The honeymoon phase was over.

Like the iPhone addict that I am, I knew I needed at least four backups in order to have a guaranteed source of power wherever I went. 

I couldn’t stomach dropping another $80 on chargers so soon after blowing $300 on a new phone, which is why I was thrilled to see an incredible Cost Brothers/Via Google Offers deal in January.

For $17 + $5 shipping, I got what looked like a pair of iPhone 5 Earpods, a 10-ft Lightning cable, a car charger and a wall charger (valued at $106 dollars).

I was only interested in the Earpods and charger (I don’t drive and my old wall chargers work just fine with the iPhone 5), but since both are worth $20 – $30 a piece, I figured it was still a good deal.
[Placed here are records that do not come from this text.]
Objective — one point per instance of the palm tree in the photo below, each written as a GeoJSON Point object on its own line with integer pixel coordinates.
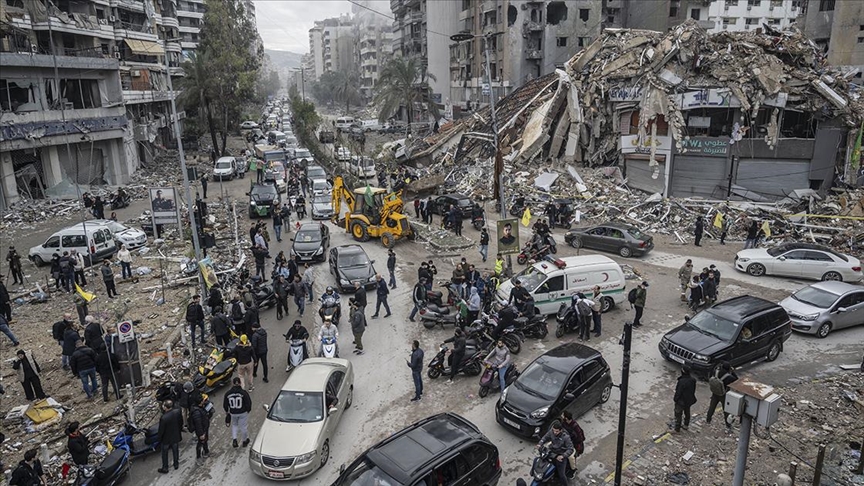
{"type": "Point", "coordinates": [402, 82]}
{"type": "Point", "coordinates": [196, 87]}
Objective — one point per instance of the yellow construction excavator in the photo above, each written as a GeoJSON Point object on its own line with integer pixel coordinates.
{"type": "Point", "coordinates": [372, 213]}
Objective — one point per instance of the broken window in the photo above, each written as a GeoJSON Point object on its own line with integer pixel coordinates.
{"type": "Point", "coordinates": [556, 12]}
{"type": "Point", "coordinates": [584, 14]}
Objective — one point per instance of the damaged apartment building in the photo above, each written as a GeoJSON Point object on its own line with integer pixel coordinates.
{"type": "Point", "coordinates": [84, 90]}
{"type": "Point", "coordinates": [741, 115]}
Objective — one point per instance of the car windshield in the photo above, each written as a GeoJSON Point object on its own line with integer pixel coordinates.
{"type": "Point", "coordinates": [531, 278]}
{"type": "Point", "coordinates": [541, 380]}
{"type": "Point", "coordinates": [815, 297]}
{"type": "Point", "coordinates": [297, 407]}
{"type": "Point", "coordinates": [368, 474]}
{"type": "Point", "coordinates": [307, 236]}
{"type": "Point", "coordinates": [350, 260]}
{"type": "Point", "coordinates": [711, 324]}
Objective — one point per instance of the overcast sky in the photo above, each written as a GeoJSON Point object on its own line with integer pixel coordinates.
{"type": "Point", "coordinates": [284, 24]}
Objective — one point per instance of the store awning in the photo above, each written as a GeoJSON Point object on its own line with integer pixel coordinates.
{"type": "Point", "coordinates": [144, 48]}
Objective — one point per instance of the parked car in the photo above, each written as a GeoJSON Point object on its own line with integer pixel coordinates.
{"type": "Point", "coordinates": [322, 206]}
{"type": "Point", "coordinates": [93, 241]}
{"type": "Point", "coordinates": [623, 239]}
{"type": "Point", "coordinates": [825, 306]}
{"type": "Point", "coordinates": [441, 446]}
{"type": "Point", "coordinates": [296, 437]}
{"type": "Point", "coordinates": [262, 198]}
{"type": "Point", "coordinates": [349, 264]}
{"type": "Point", "coordinates": [570, 377]}
{"type": "Point", "coordinates": [443, 203]}
{"type": "Point", "coordinates": [737, 330]}
{"type": "Point", "coordinates": [225, 169]}
{"type": "Point", "coordinates": [311, 242]}
{"type": "Point", "coordinates": [131, 238]}
{"type": "Point", "coordinates": [801, 260]}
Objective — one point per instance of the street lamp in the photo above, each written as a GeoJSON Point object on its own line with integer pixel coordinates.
{"type": "Point", "coordinates": [499, 162]}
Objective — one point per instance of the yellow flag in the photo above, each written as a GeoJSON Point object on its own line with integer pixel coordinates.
{"type": "Point", "coordinates": [766, 229]}
{"type": "Point", "coordinates": [84, 294]}
{"type": "Point", "coordinates": [526, 217]}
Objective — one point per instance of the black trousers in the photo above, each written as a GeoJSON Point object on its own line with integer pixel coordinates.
{"type": "Point", "coordinates": [175, 450]}
{"type": "Point", "coordinates": [263, 360]}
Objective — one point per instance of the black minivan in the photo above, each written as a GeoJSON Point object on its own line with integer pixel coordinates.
{"type": "Point", "coordinates": [441, 449]}
{"type": "Point", "coordinates": [571, 377]}
{"type": "Point", "coordinates": [738, 330]}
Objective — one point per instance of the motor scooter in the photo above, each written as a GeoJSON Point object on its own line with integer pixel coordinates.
{"type": "Point", "coordinates": [109, 472]}
{"type": "Point", "coordinates": [489, 379]}
{"type": "Point", "coordinates": [470, 365]}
I went for it. 

And I was deeply disappointed. 
When the package finally arrived a few weeks later, I immediately tried out the headphones. They looked almost identical to the real thing. 

But it didn’t take long to realise these were no Earpods. Everything I listen to sounds as if I’m at one end of a tin can and the music is on the other end of the world. Other people I know who purchased the same deal were similarly disappointed. 

After the earbuds, I took a closer look at the wall charger. According to the label, it’s made by a generic brand called “Happy China.” The same plug sells for a measly $1.52 on Amazon.com.  There are no manufacturers labelled on the other items in the bundle, so I couldn’t check.

Maybe all of the items in this kit would be valued at $106 if they were manufactured by Apple, but as far as I can tell, these are exactly the kind of generic knockoffs tech experts predicted would flood the market soon after the new phone was released. I’ve had $5 earbuds from Big Lots that sound better than what Cost Brothers is selling.

Earlier today, I called up Cost Brothers as a regular customer with a complaint. A representative answered after the third ring, was perfectly polite and even offered to send a replacement pair of earbuds to me straight away. 

But when I called again later and asked to speak with a press representative, they were less than helpful. The person I spoke with (someone named Oscar) told me they “never said the accessories were from Apple” and promptly hung up on me. 

The problem, however, isn’t that the product isn’t Apple-made. It’s that they say it’s valued at $106 when it’s safe to say it’s not. I reached out to a press rep for Google Offers, which is still running the same deal through April, and am waiting to hear back.

The takeaway: If you’re looking for low-cost Apple accessories, just know what you’re getting yourself into. Most of those amazing deals are simply knockoffs. I did get an extra charger out of the deal, and it works fine as far as I can tell, but I can’t help but feel like I paid $22 for five items and got only one that’s of any use. I might as well have shelled out the $30 for a new charger from an actual Apple store and saved on shipping.